In this briefing:
- Vodafone Idea Ltd- Telco’s Debt Bomb Ticking Fast and Louder
- CES 2020. Compare & Contrast What Intel, AMD & NVIDIA Had To Say
- Can Fin Homes – Mortgage Lending Not Totally Safe, In India
Vodafone Idea (IDEA IN) has been under some significant hardships for quite a while. Since the telecom market disruption caused by Reliance Jio, the company has not been able to walk steadily as it continued reporting operational losses. Further, India’s telecom sector has been facing heavy duress ever since the Hon’ble Supreme Court’s verdict which upheld the definition of Adjusted Gross Revenues (AGR). The adjusted AGR meant that the telecom operators were liable to pay more than INR 1 trillion to the government as revenue dues by January 24.
Lastly, Franklin Templeton’s measure to mark down its exposure to the company’s debt securities to zero shall be a final nail in the coffin.
In the report below, we discuss the highlights and see who faces the maximum heat arising out from the saga.
CES 2020 played out very differently for Intel,AMD and Nvidia. With little in the way of new product launches to announce, Intel emphasised its prowess in the fields of Artificial Intelligence and Autonomous Driving. They did have one significant piece of news however, namely that first silicon on their long-promised discrete graphics product is ready, bad news indeed for NVIDIA.
AMD’s pitch on the other hand was all about new products and roadmaps.

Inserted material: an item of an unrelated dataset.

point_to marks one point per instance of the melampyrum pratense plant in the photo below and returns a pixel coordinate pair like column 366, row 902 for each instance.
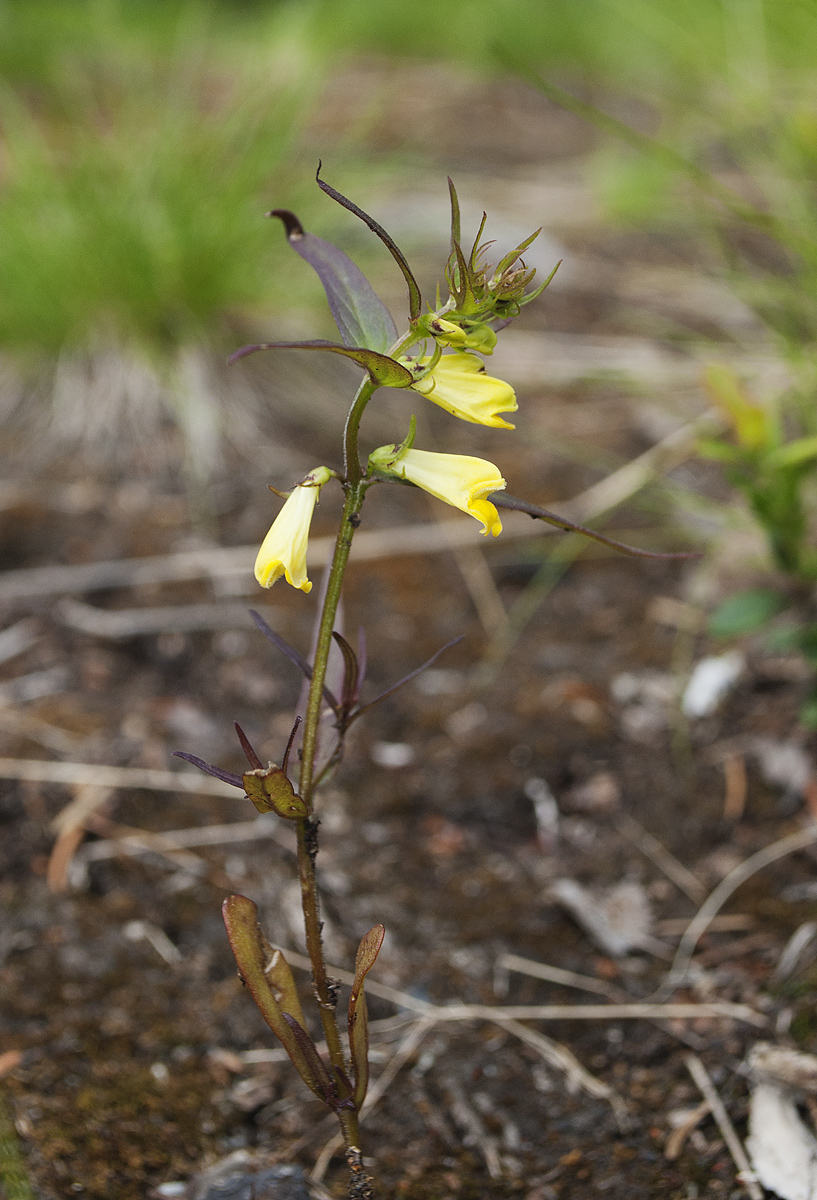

The launch of their second generation Zen 7nm mobile processors opens up yet another battleground with an increasingly beleaguered Intel while their latest GPU offering had NVIDIA scrambling to cut the price of their competing part within days.
Remarkably, NVIDIA chose to largely ignore the event, relying instead on partner booths to showcase their products. Here’s a look in more detail at what each company had to say and perhaps more importantly, what they absolutely did not want to talk about at all.
The idea that large corporate loans and especially those related to infrastructure projects, are the main credit risk for India’s banks, may be generally true. But it does not mean that NBFCs or even banks, are not seeing stresses appear in their traditionally stronger loan buckets. Where NBFCs are highly leveraged, it puts this risk into a different perspective, and especially where credit metrics are seeing meaningful deterioration. Can Fin Homes (CANF IN) is one of India’s most leveraged NBFCs, at least out of the largest 20 by assets, where its surge in bad loans, is of particular concern. See our latest report on LIC Housing for further thoughts on the risks here and in that note, with even higher gearing than Can Fin. It is worthwhile remembering, that Canara Bank (CBK IN) last year sought to sell its stake in Can Fin, where reportedly it had 12 bidders in September which fell to 1 bidder by November, and where the bank has just announced – this week – its plan to cancel its planned sell. This can not be a positive sign.